Até o fim procurei evitar esta guerra atroz de irmãos. Perdi a derradeira esperança. Agora volta ao arraial; e podes afirmar a Afonso Henriques que dentro de dois dias oitenta homens de armas e sessenta besteiros da terra da Maia estarão no seu arraial. Dize-lhe mais que o traidor Gonçalo Mendes espera com vinte cavaleiros que ele chegue para se unir a seus pendões, não de noite como salteador covarde, mas à luz do meio-dia, em que pese ao conde de Trava.

A indignação do rico-homem rompera como torrente; o monge, porém, confrangia-se, lembrando-se do perigo a que se expusera o imprudente Egas Moniz. Assim, interrompendo-o, disse ao mancebo:

— É necessário que partas já. No meio do ruído e confusão do banquete; entre a multidão de gente que vagueia ainda pelo castelo e pelo burgo ninguém te conhecerá. Mas qualquer imprudência pode perder-te: qualquer imprudência!... Repara bem, Egas. Estes paços encerram para ti a morte.
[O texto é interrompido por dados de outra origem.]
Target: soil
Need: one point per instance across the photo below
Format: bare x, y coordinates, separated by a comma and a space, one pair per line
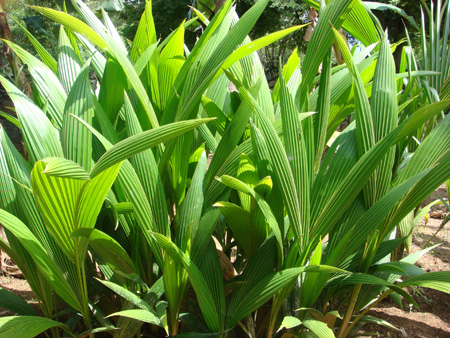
430, 320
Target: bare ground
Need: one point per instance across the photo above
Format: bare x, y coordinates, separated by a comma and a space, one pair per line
431, 320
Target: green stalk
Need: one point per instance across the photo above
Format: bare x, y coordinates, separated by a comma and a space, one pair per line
349, 312
350, 327
83, 288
Eram o amor e o ciúme do moço trovador que o bom do monge mais receava. Sabia quanto ele amava Dulce: conhecia a violência das suas paixões, e que a do ciúme devia ser terrível naquele coração. Porventura o motivo da sua vinda a Guimarães não fora só o que dizia. Estas ideias, que de golpe tinham ocorrido a Fr. Hilarião, lhe faziam desejar com tanto afinco a partida breve do cavaleiro.

— Não sei porque a minha vida periga dentro destes muros - replicou Egas Moniz. - Há mui poucos dias que cheguei a Portugal; e o conde de Trava não sabe se o meu balção flutua no arraial do infante...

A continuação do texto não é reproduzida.